# Bad Neutral Safety Switch



## bottomgun (Jan 3, 2004)

OK...Now that I have finally fixed my pesky little Distributor O-Ring problem, I have turned my sights onto my Neutral Safety Switch. For years now I have had to jiggle the gear shifter for her to start ('94 Altima with A/T). Anyone have an idea where it may be? I have taken out the center console thinking it was there and no luck. Once found, can I test it or would it be more beneficial to just replace it? My Hayne's manual is no help on this one.


----------



## KA24Tech (Feb 2, 2004)

bottomgun said:


> OK...Now that I have finally fixed my pesky little Distributor O-Ring problem, I have turned my sights onto my Neutral Safety Switch. For years now I have had to jiggle the gear shifter for her to start ('94 Altima with A/T). Anyone have an idea where it may be? I have taken out the center console thinking it was there and no luck. Once found, can I test it or would it be more beneficial to just replace it? My Hayne's manual is no help on this one.


It is in the Haynes manual in section 7B on page 4. 
The switch is located on the trans where the shift cable attaches to the trans. First remove the cable, loosen the switch retaining screws, set the switch to the neutral position and line it up with a 5/32 drill bit, then tighten the retaining screws.
Hope this helps...

Troy


----------



## bottomgun (Jan 3, 2004)

For some reason it isn't in my Haynes. But anyhow, found it on the Autozone site and everything aligned perfectly. Could the cable be stretched after 195k miles or the switch itself could be screwed inside? I have lived with this problem since I bought the car at 19k miles but it is getting worse.


----------



## KA24Tech (Feb 2, 2004)

bottomgun said:


> For some reason it isn't in my Haynes.
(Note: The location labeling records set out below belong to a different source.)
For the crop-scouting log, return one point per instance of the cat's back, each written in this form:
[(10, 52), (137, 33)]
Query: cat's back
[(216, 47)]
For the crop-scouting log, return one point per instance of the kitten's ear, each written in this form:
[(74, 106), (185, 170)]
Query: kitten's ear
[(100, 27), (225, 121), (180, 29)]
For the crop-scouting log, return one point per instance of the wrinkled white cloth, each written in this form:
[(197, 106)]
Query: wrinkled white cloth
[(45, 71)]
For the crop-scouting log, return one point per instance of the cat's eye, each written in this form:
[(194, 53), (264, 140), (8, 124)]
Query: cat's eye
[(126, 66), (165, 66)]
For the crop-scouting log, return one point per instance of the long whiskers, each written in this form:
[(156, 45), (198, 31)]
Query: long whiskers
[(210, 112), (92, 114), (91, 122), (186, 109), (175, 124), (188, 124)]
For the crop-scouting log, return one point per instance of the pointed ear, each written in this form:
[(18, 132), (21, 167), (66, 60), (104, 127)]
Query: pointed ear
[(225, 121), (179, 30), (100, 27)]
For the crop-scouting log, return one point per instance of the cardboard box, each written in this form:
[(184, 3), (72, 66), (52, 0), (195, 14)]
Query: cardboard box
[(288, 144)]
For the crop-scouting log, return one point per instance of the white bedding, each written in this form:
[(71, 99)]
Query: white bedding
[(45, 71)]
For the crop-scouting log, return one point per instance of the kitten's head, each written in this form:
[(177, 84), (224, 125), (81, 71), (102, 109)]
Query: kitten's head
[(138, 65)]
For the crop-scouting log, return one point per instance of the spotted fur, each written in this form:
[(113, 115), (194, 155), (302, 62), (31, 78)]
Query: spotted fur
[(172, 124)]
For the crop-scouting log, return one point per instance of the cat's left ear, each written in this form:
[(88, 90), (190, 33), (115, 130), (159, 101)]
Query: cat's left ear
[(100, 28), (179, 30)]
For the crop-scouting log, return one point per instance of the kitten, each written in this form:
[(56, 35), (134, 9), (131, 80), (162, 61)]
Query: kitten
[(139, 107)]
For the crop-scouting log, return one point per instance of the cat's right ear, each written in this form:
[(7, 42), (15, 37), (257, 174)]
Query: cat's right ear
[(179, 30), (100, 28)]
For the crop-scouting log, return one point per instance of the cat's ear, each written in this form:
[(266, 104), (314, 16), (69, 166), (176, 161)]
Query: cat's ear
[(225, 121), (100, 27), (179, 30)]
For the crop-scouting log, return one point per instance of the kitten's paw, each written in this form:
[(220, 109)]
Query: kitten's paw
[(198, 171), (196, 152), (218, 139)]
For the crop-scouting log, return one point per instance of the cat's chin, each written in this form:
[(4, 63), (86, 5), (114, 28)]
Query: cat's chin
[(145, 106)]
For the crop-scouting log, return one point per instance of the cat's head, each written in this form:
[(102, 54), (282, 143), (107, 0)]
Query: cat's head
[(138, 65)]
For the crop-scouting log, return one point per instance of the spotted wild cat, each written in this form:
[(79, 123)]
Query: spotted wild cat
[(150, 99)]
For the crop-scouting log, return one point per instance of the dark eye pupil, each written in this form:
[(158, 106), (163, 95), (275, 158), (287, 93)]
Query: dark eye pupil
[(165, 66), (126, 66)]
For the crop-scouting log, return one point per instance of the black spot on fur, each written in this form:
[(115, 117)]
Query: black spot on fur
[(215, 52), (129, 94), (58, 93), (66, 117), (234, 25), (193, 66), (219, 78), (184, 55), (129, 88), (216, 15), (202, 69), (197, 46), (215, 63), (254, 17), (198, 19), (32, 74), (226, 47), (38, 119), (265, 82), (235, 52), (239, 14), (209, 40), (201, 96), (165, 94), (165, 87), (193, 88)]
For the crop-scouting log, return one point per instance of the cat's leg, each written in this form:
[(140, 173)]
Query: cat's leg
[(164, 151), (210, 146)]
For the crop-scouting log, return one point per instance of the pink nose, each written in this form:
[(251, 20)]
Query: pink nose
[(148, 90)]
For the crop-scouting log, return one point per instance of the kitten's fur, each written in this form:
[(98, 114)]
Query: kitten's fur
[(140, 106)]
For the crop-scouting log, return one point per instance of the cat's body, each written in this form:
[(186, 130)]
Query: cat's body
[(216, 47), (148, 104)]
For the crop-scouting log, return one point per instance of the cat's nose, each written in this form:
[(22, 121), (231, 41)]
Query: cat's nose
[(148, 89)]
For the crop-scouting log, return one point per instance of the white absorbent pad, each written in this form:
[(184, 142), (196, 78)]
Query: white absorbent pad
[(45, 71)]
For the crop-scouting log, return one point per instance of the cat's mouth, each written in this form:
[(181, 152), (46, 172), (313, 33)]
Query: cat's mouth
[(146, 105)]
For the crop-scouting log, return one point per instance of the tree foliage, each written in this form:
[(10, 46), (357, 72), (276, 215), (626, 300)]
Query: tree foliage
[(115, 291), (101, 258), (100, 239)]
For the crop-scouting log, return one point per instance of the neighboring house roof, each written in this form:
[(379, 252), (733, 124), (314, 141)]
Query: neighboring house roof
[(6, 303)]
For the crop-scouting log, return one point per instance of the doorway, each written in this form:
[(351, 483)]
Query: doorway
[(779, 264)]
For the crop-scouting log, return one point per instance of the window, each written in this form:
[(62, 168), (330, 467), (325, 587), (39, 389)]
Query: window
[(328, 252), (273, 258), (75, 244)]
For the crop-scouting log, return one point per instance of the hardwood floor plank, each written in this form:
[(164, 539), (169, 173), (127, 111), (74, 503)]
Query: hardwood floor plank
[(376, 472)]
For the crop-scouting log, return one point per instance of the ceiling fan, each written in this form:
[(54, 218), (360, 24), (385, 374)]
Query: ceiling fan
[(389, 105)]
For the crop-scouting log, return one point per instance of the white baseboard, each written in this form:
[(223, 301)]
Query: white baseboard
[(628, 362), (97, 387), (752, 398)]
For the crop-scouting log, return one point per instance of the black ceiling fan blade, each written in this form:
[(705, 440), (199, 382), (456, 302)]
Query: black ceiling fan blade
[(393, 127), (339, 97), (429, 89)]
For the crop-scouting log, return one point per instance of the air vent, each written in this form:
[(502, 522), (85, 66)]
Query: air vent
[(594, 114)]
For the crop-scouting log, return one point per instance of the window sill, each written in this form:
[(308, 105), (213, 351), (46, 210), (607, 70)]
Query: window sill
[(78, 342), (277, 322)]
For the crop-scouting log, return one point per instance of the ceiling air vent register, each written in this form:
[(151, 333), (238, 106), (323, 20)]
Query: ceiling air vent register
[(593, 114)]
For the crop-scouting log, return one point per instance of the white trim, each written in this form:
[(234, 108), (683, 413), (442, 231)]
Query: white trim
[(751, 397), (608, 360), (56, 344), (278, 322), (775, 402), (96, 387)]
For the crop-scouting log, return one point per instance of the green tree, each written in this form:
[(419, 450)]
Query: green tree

But anyhow, found it on the Autozone site and everything aligned perfectly. Could the cable be stretched after 195k miles or the switch itself could be screwed inside? I have lived with this problem since I bought the car at 19k miles but it is getting worse.


The switch could be bad internally if the adjustment didn't work. Try doing the continuity checks as referenced by the manual in the section just before the adjustment. I don't think a stretched cable is the problem, I think the switch is getting worse.

Troy


----------



## Sebanis (May 10, 2004)

Good morning,

For a while I had to jiggle the shift in order to get the car to start. I had the neutral safety switch replaced, and that fixed the probelm. For a while.

It's very infrequent, but I still have that problem. I've been dealing with it, but am browsing around for a better fix. Apparently it isnt the neutral safety switch.

Joe


----------



## KA24Tech (Feb 2, 2004)

Try doing the switch adjustment but first I recommend buying the Haynes manual. The manual is a good reference to guide you through most basic to mid-level repairs.

Troy


----------